The counterfactual approach is described here

http://en.wikipedia.org/wiki/Rubin_causal_model

I don’t have a definition of “inventing a method.”

I had hoped I had made that clear in the post.

Hi, Larry!

Cool post. I’d suggest you to add the gap between Rosenblatt’s introduction of the Perceptron

Rosenblatt, Frank (1958), The Perceptron: A Probabilistic Model for Information Storage and Organization in the Brain,

Cornell Aeronautical Laboratory, Psychological Review, v65, No. 6, pp. 386, 408. doi:10.1037/h0042519

and Novikoff’s proof that the Perceptron algorithm converges after a finite number of iterations if the data

set is linearly separable.

Novikoff, A. B. (1962). On convergence proofs on perceptrons. Symposium on the Mathematical Theory of Automata, 12, 615-622. Polytechnic Institute of Brooklyn.

All my best,

Zen.

Some quantum-mechanical Feynman-type invariants involving integration over a path space.
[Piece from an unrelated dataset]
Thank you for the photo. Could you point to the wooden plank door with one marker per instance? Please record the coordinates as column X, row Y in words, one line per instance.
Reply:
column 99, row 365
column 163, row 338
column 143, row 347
Invented by physicists in the 50s / 60s, super useful but still theoretically unproven despite substantial effort.

Such things have been going on for a very long time in the history of science: after Leibniz and Newton invented calculus it took over a century before folks like Cauchy, Weierstrass, and Riemann finally developed a solid theoretical foundation in terms of limits, epsilon, etc.

Later, the “operational calculus” was used by engineers to solve problems in cable theory even though mathematicians kvetched about Heaviside’s lack of rigor when he invented it (eventually, of course, rigorous foundations based mostly on Taylor series expansions and Euler’s theorem were developed).